Swinging both ways at the polling place
Nothing stirs my deepest American roots more than voting. And, for a dual national like myself, those roots stir aplenty when I cast my ballot in Israel.
The act of voting is something I never take for granted. I am not one to take off on extended trips far from my polling place or lolly-gag on the beach in lieu of making a choice. It is an act of responsibility. It is also an act of hope.
My life in Israel is longer now than the time I spent living in America. I don’t really remember when that became a fact, but there you have it. It crept up on me. All my associations with voting come from the American in me. Civic duty. Democracy. One man. One vote. If you’re old enough to fight, you’re old enough to vote. Now I’m giving away my age.
I tear up when entering passport control at JFK. A little unusual, but there is something visceral in seeing the American flag in the wide corridors of the airport that gets me each time. And I used to hear the passport officials say to me “Welcome Home” when they let me pass. Now, I ask them to say it – which gets some looks, but, hey, it is home, too.
Voting in my polling place back then meant walking into my high school auditorium and seeing it converted for the day into democracy in action. The volunteers who processed the voters always greeted me by name and remembered me the next election day, too. What was I studying? What were my plans? It was folksy. It was familiar. I loved it.
Those memories come along with me when going to vote in my current neighborhood. Instead of my own school serving as polling place, I go vote at my children’s elementary school, also converted for the day into a bastion of democracy.
Instead of a southern Maryland suburb of Washington, D. C., I vote in another capital city: Jerusalem. And not just any old neighborhood, either. I live in the Jewish Quarter of the Old City of Jerusalem. To exercise one’s electoral privilege in direct view of the original City of David and the location of the First and Second Temples is to require just a moment of pause.
Loaded does not quite describe the feeling. The weight of thousands of eyes of ancestors feel like they are bearing down on me as I make my decision. To vote as a free Jew in Jerusalem in the State of Israel would have been an unimaginable fantasy to my own grandparents who were disenfranchised by their own government in a country they and their predecessors had lived in for hundreds of years.
Entering my polling place, I can’t help but remember that the building itself served as the home to the poor of the Old City until 1948. Built with the largess of one of the most powerful Jews in history, Rothschild, the Batei Machse was converted to a public elementary school for religious kids when the Jewish Quarter reverted to Israeli hands in the defensive war of 1967.

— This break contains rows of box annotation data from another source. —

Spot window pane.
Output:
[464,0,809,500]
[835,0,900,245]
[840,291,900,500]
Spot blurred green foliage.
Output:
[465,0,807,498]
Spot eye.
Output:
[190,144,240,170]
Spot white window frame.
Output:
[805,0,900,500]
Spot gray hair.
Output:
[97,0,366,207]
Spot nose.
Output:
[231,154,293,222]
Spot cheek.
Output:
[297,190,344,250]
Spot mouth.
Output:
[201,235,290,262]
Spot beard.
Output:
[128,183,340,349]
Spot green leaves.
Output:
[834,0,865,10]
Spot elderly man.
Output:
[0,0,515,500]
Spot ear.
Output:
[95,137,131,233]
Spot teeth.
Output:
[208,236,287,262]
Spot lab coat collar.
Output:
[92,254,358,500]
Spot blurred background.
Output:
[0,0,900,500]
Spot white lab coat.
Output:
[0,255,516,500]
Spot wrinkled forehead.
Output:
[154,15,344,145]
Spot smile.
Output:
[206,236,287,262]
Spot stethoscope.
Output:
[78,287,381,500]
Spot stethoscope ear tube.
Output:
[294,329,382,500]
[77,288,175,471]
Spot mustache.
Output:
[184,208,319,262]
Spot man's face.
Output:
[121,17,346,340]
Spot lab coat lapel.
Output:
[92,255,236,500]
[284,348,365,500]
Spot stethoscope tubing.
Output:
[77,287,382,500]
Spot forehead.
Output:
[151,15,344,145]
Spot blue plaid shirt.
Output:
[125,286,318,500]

Polling place Number 506 is where I am assigned. It was certainly one of my children’s classrooms, though now the memory is fuzzy as to which one. The private booth replete with the Israeli system of slips of paper with abbreviations for each of the (32!) parties running are all arranged and ready to be selected. For most voters it is not a last minute decision that needs pondering. But the confusion of all those abbreviations may need sorting out, and a handy poster listing all the abbreviations and the parties they represent is close by.
The poster is next to the window. When you walk to the Kotel or drive down the road next to the inside of the south-facing wall of the Old City, you are passing under the room where I voted this morning. The view includes Silwan, the Mount of Olives and King David’s home on the banks of the Shiloach.

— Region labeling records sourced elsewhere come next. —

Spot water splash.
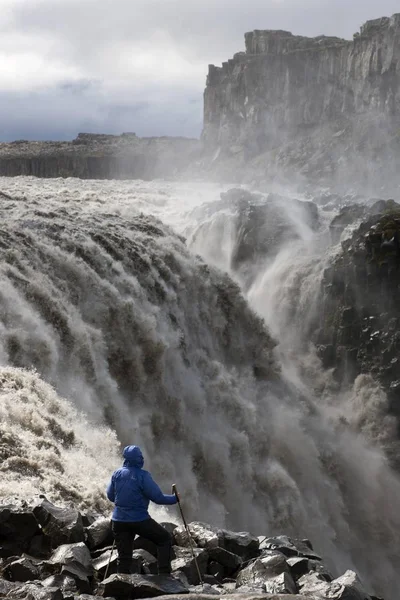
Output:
[0,178,400,598]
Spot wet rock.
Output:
[264,573,297,594]
[298,571,371,600]
[49,542,93,574]
[0,502,40,558]
[260,535,321,560]
[98,574,189,600]
[171,546,208,585]
[174,521,223,548]
[92,548,119,577]
[33,498,84,547]
[132,549,158,575]
[160,521,178,536]
[236,552,297,594]
[85,518,113,550]
[133,536,157,556]
[3,557,40,581]
[190,583,225,596]
[42,573,80,599]
[207,547,243,575]
[7,583,64,600]
[286,556,311,581]
[28,533,51,558]
[222,529,259,560]
[61,562,92,594]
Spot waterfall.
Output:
[0,178,400,598]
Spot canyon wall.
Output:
[202,14,400,191]
[0,133,200,179]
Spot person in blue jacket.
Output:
[107,446,178,574]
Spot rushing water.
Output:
[0,178,400,598]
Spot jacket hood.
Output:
[122,446,144,469]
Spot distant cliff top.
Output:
[202,13,400,193]
[0,132,199,159]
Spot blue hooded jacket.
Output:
[107,446,177,522]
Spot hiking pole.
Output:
[172,483,204,585]
[103,539,115,581]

I try not to do too much of a number on myself when making my voting choice. Jewish responsibility sent to me across the millenia mixes all too easily for me with Jewish guilt. Will I be satisfied with my own choice?
And then to the actual voting box. Another election already behind me. The results will be announced fairly early in a country that has one time zone. The real results only come in the coming weeks when the tension of coalition politics play out. Israeli coalition politics makes the counting of the Electoral College votes look like child’s play.
One thing is for sure: there is no such thing as a wasted vote. The act itself is the message.
And what, you may be curious, does this have to do with art? Freedom makes art possible.